# List as many gamebreaking/damaging glitches as you can think o



## Nimbus (Jul 27, 2010)

Yep, I'm having a retro attack right now.

Game (System)
Glitch Name:
Why it can be game-breaking/damaging:

*Donkey Kong Country 2 (SNES)*
_Castle Crush Glitch_
Can cause loss of save data, and even potentially alter the rom itself. Yes, from my understanding it also affects physical catridges as well, so don't try it on a real cart kids. I certainly won't. In fact here's a youtube video outlining how it's done, and 8 Minutes or so showing various side effects it causes.

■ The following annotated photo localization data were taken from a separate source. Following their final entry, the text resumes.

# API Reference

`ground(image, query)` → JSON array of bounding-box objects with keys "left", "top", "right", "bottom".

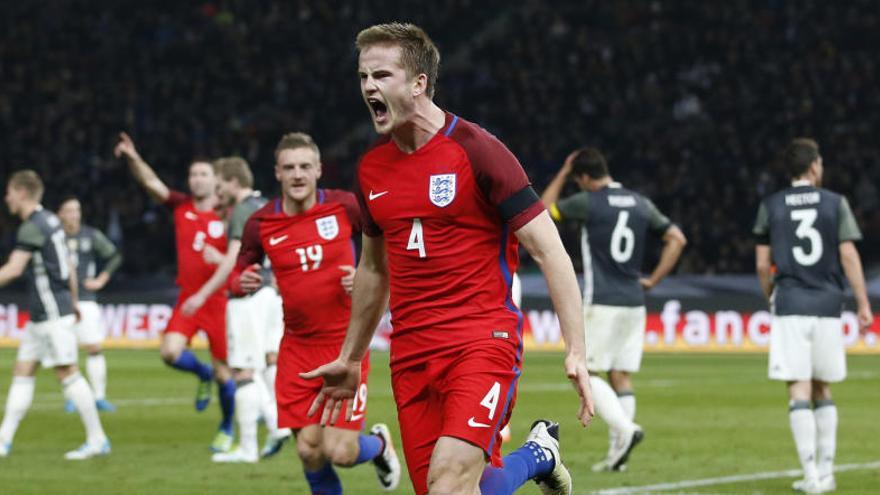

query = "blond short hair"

[
  {"left": 356, "top": 22, "right": 441, "bottom": 98},
  {"left": 213, "top": 156, "right": 253, "bottom": 188},
  {"left": 275, "top": 132, "right": 321, "bottom": 161},
  {"left": 8, "top": 170, "right": 44, "bottom": 201}
]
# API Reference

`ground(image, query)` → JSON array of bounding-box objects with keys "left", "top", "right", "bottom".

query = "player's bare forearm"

[
  {"left": 840, "top": 241, "right": 871, "bottom": 312},
  {"left": 196, "top": 241, "right": 239, "bottom": 299},
  {"left": 516, "top": 212, "right": 586, "bottom": 358},
  {"left": 0, "top": 251, "right": 31, "bottom": 287},
  {"left": 646, "top": 226, "right": 687, "bottom": 286},
  {"left": 126, "top": 157, "right": 170, "bottom": 204},
  {"left": 339, "top": 235, "right": 389, "bottom": 363},
  {"left": 755, "top": 245, "right": 773, "bottom": 300}
]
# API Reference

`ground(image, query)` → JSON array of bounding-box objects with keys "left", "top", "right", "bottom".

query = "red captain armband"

[{"left": 228, "top": 265, "right": 258, "bottom": 297}]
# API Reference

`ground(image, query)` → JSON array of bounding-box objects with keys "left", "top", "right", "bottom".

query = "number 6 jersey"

[
  {"left": 235, "top": 189, "right": 361, "bottom": 345},
  {"left": 753, "top": 181, "right": 862, "bottom": 317}
]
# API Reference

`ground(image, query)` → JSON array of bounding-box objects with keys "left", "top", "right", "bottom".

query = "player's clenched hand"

Most often, it will cause save data loss, but there is still a good sized amount of potential for the rom in the physical cartridge itself to be damaged.

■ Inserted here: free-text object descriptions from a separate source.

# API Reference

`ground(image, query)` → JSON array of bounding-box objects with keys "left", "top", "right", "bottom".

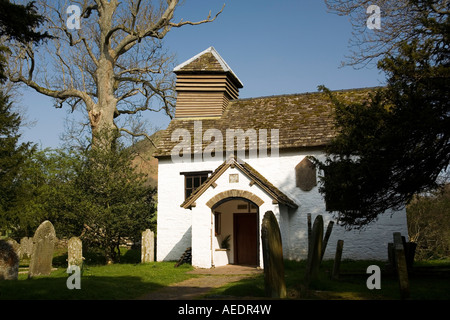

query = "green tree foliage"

[
  {"left": 0, "top": 0, "right": 51, "bottom": 82},
  {"left": 4, "top": 148, "right": 81, "bottom": 237},
  {"left": 2, "top": 131, "right": 156, "bottom": 263},
  {"left": 0, "top": 90, "right": 34, "bottom": 233},
  {"left": 0, "top": 0, "right": 52, "bottom": 228},
  {"left": 0, "top": 2, "right": 154, "bottom": 261},
  {"left": 315, "top": 0, "right": 449, "bottom": 228},
  {"left": 72, "top": 133, "right": 156, "bottom": 263},
  {"left": 0, "top": 0, "right": 50, "bottom": 43}
]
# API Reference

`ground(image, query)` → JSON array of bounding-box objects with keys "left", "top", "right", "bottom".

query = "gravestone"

[
  {"left": 19, "top": 237, "right": 33, "bottom": 259},
  {"left": 387, "top": 235, "right": 416, "bottom": 274},
  {"left": 67, "top": 237, "right": 83, "bottom": 268},
  {"left": 393, "top": 232, "right": 410, "bottom": 299},
  {"left": 6, "top": 239, "right": 20, "bottom": 254},
  {"left": 141, "top": 229, "right": 155, "bottom": 263},
  {"left": 0, "top": 240, "right": 19, "bottom": 280},
  {"left": 304, "top": 215, "right": 324, "bottom": 286},
  {"left": 321, "top": 220, "right": 334, "bottom": 262},
  {"left": 261, "top": 211, "right": 286, "bottom": 298},
  {"left": 332, "top": 239, "right": 344, "bottom": 280},
  {"left": 404, "top": 241, "right": 417, "bottom": 271},
  {"left": 29, "top": 220, "right": 57, "bottom": 278}
]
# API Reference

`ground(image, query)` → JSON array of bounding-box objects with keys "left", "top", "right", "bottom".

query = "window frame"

[
  {"left": 180, "top": 171, "right": 212, "bottom": 200},
  {"left": 214, "top": 212, "right": 222, "bottom": 236}
]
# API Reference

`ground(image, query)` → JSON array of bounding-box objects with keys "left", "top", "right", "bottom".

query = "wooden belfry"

[{"left": 173, "top": 47, "right": 244, "bottom": 119}]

*Secret of Evermore (SNES)*
_Lose the Windwalker and get stuck._
When you aquire the Windwalker if you travel to the bottom left of the screen as far as you can go, and attempt to land in different places eventually you will land then reappear in tinkers tower minus your ship. This causes you not to be able to complete the game, as you need the Windwalker to go back to Nobilia to get the Diamond Eyes from Tiny in the pyramid, the guage from the volcano in Prehistoria, or anything else needed to use the shuttle to get back up to Omnitopia. 

*Secret of Evermore (SNES)*
_Dangerous Gate Glitch in Tiny's Pyramid_
When you go to get the Diamond Eyes, you have to go to Tiny's pyramid to get them from him. However, once you've opened the gate leading to Tiny if you try to leave at any time after opening the gate but before the boss battle and obtaining the Diamond Eyes, the gate will slam shut permanently. Meaning you won't be able to get the Diamond Eyes from Tiny. Which means you cant beat the game unless you use this glitch below.

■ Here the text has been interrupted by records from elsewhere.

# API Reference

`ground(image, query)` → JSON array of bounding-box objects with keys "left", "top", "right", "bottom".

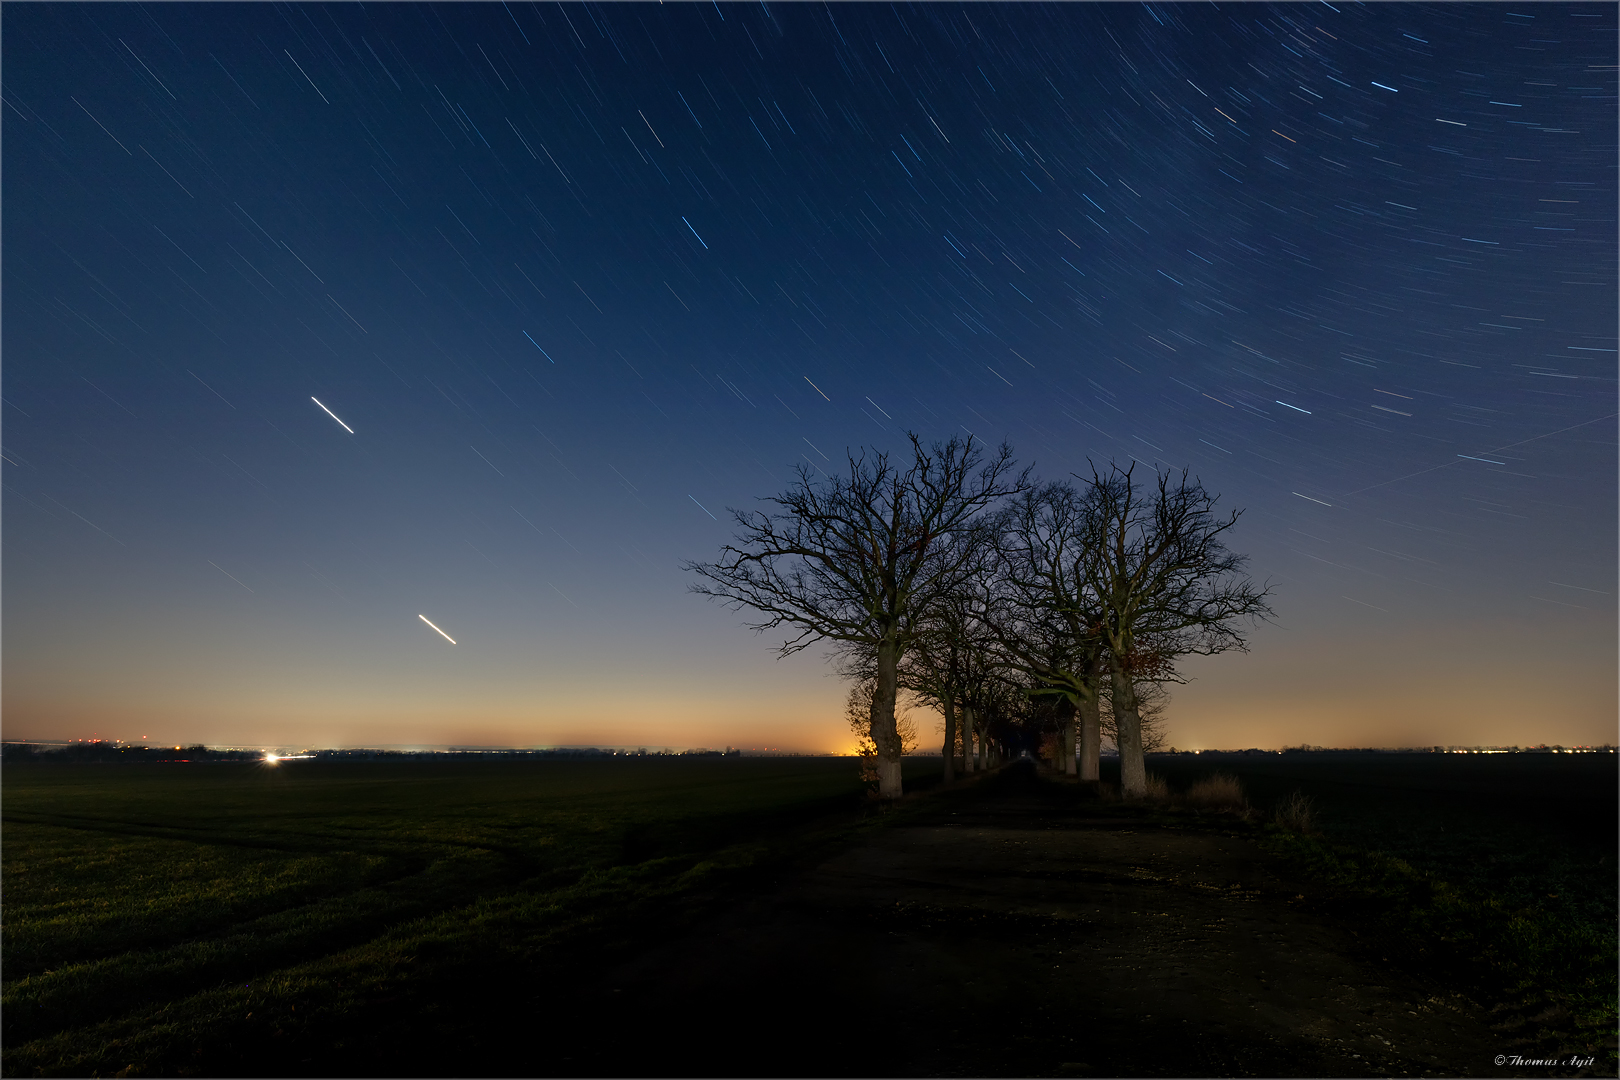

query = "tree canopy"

[
  {"left": 689, "top": 439, "right": 1270, "bottom": 798},
  {"left": 686, "top": 433, "right": 1025, "bottom": 798}
]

*Secret of Evermore (SNES)*
_Get another Guage_
Not really a game-breaking glitch, rather the complete opposite. Get the Gauge from the Volcano, then leave the area. Now return to the Volcano and there will be another Gauge for you! Even more surprisingly, this Gauge actually acts as if it were the Diamond Eyes! Fixing the glitch above

*Pokemon Red/Blue/Green (GBC)*
_Stuck in Glitch City_
Not so much gamebreaking just by itself, but if you save inside of glitch city without any Pokemon that knows Teleport or Fly you will be stuck there forever which is what introduces the game-breaking aspect to it.


----------



## monkat (Jul 27, 2010)

Sonic 06 - The whole game.


----------



## indask8 (Jul 27, 2010)

I don't see how the glitch in DK2 can damage the game... as it's burned on a MASK-ROM, it can't be altered at all

But the save memory content can... but you'll only need to short the battery to erase it's content.


And about some gamebreaking glitch (not really a glitch), I remember one castle from Link's awakening cannot be completed if you use one of the key too early...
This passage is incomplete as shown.